5.               a) Partant, le recours, mal fondé, doit être rejeté, et la décision attaquée confirmée.

 

              b) En dérogation à l’art. 61 let. a LPGA, la procédure de recours en matière de contestations portant sur l’octroi ou le refus de prestations de l’AI devant le tribunal cantonal des assurances est soumise à des frais de justice ; le montant des frais est fixé en fonction de la charge liée à la procédure, indépendamment de la valeur litigieuse, et doit se situer entre 200 et 1’000 fr. (cf. art. 69 al. 1bis LAI). En l'espèce, compte tenu de l'ampleur de la procédure, les frais de justice doivent être arrêtés à 400 fr. et être mis à la charge de la recourante, qui succombe (cf. art. 69 al. 1bis LAI ; art. 49 al. 1 LPA-VD).
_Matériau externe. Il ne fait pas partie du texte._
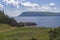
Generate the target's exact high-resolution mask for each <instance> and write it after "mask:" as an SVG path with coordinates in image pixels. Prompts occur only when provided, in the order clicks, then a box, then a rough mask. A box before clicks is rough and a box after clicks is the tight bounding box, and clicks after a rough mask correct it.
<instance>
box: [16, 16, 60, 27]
mask: <svg viewBox="0 0 60 40" xmlns="http://www.w3.org/2000/svg"><path fill="white" fill-rule="evenodd" d="M15 19H16V20H17V22H35V23H36V24H37V26H41V27H58V26H60V16H39V17H15Z"/></svg>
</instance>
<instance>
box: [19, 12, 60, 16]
mask: <svg viewBox="0 0 60 40" xmlns="http://www.w3.org/2000/svg"><path fill="white" fill-rule="evenodd" d="M20 16H60V13H54V12H23V13H22V14H20V15H19V16H18V17H20Z"/></svg>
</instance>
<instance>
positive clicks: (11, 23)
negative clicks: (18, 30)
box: [0, 11, 37, 27]
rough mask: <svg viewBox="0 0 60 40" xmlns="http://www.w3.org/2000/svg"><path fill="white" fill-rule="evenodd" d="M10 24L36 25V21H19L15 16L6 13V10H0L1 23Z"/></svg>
mask: <svg viewBox="0 0 60 40" xmlns="http://www.w3.org/2000/svg"><path fill="white" fill-rule="evenodd" d="M1 23H4V24H9V25H10V26H17V27H21V26H36V25H37V24H36V23H35V22H19V23H18V22H17V21H16V20H15V19H14V18H11V17H9V16H8V15H5V14H4V11H0V24H1Z"/></svg>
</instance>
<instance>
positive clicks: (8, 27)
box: [0, 24, 49, 40]
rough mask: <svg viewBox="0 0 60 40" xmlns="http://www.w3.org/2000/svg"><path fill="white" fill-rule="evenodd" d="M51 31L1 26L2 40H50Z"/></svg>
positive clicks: (34, 27) (27, 27)
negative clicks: (49, 31)
mask: <svg viewBox="0 0 60 40" xmlns="http://www.w3.org/2000/svg"><path fill="white" fill-rule="evenodd" d="M48 31H49V29H44V28H38V27H19V28H18V27H10V26H9V25H7V24H0V40H31V38H35V39H37V40H48V38H49V35H48Z"/></svg>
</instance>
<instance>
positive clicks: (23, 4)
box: [21, 2, 39, 8]
mask: <svg viewBox="0 0 60 40" xmlns="http://www.w3.org/2000/svg"><path fill="white" fill-rule="evenodd" d="M21 5H23V6H25V7H33V8H34V7H39V4H36V3H31V2H21Z"/></svg>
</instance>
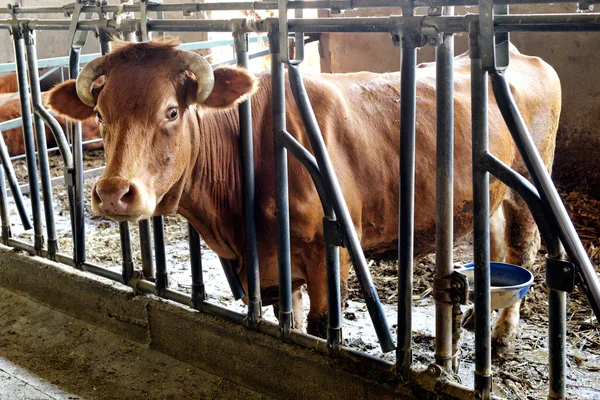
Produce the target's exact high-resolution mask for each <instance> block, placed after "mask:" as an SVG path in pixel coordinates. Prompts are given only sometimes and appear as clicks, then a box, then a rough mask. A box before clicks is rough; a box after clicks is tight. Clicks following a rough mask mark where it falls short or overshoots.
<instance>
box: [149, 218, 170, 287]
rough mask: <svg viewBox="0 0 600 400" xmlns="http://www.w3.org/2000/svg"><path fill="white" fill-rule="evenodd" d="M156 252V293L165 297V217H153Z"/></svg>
mask: <svg viewBox="0 0 600 400" xmlns="http://www.w3.org/2000/svg"><path fill="white" fill-rule="evenodd" d="M152 231H153V234H154V253H155V255H156V295H157V296H160V297H165V291H166V289H167V286H168V277H167V256H166V253H165V222H164V218H163V217H152Z"/></svg>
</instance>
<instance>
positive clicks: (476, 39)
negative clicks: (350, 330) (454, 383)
mask: <svg viewBox="0 0 600 400" xmlns="http://www.w3.org/2000/svg"><path fill="white" fill-rule="evenodd" d="M470 28H471V29H470V32H469V38H470V57H471V110H472V134H473V143H472V146H473V155H472V159H473V160H474V161H473V228H474V229H473V257H474V264H475V267H474V281H475V289H474V293H475V390H476V391H477V392H478V393H479V394H480V396H481V398H482V399H489V398H490V395H491V386H492V385H491V383H492V380H491V363H492V355H491V345H490V341H491V331H490V311H491V309H490V236H489V235H490V204H489V202H490V201H489V200H490V199H489V174H488V172H487V171H486V170H485V169H482V168H481V167H480V166H479V163H477V162H476V160H478V159H479V157H481V155H482V154H485V153H487V151H488V76H487V75H488V74H487V72H486V71H485V70H484V69H483V67H482V59H481V53H480V44H479V39H480V35H479V29H478V25H477V24H476V23H473V24H472V25H471V26H470Z"/></svg>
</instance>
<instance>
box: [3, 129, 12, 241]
mask: <svg viewBox="0 0 600 400" xmlns="http://www.w3.org/2000/svg"><path fill="white" fill-rule="evenodd" d="M1 135H2V133H1V132H0V136H1ZM0 218H1V219H2V243H4V244H8V238H10V237H11V236H12V234H11V231H10V218H9V215H8V196H7V194H6V183H5V182H4V170H3V169H2V168H0Z"/></svg>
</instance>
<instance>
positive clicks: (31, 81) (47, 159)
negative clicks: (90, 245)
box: [23, 30, 58, 259]
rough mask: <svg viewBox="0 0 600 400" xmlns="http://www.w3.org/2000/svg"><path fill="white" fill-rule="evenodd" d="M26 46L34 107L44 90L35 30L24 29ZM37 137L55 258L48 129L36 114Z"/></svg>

Il n'y a pas lieu d'allouer de dépens, la recourante n'obtenant pas gain de cause (cf. art. 55 al. 1 LPA-VD ; cf. art. 61 let. g LPGA).

 

Par ces motifs,

la Cour des assurances sociales

prononce :

 

              I.              Le recours est rejeté.

 

              II.              La décision rendue le 30 septembre 2014 par l’Office de l’assurance-invalidité pour le canton de Vaud est confirmée.                           

 

              III.              Les frais judiciaires, par 400 fr. (quatre cents francs), sont mis à la charge de la recourante.

 

              IV.              Il n’est pas alloué de dépens.

 

 

La présidente :               La greffière :

 

 

Du

 

              L'arrêt qui précède, dont la rédaction a été approuvée à huis clos, est notifié à :

 

‑              D.________SA,

‑              Office de l'assurance-invalidité pour le canton de Vaud,

-              Office fédéral des assurances sociales,

 

par l'envoi de photocopies.

 

              Le présent arrêt peut faire l'objet d'un recours en matière de droit public devant le Tribunal fédéral au sens des art. 82 ss LTF (loi du 17 juin 2005 sur le Tribunal fédéral ; RS 173.110), cas échéant d'un recours constitutionnel subsidiaire au sens des art. 113 ss LTF. Ces recours doivent être déposés devant le Tribunal fédéral (Schweizerhofquai 6, 6004 Lucerne) dans les trente jours qui suivent la présente notification (art. 100 al. 1 LTF).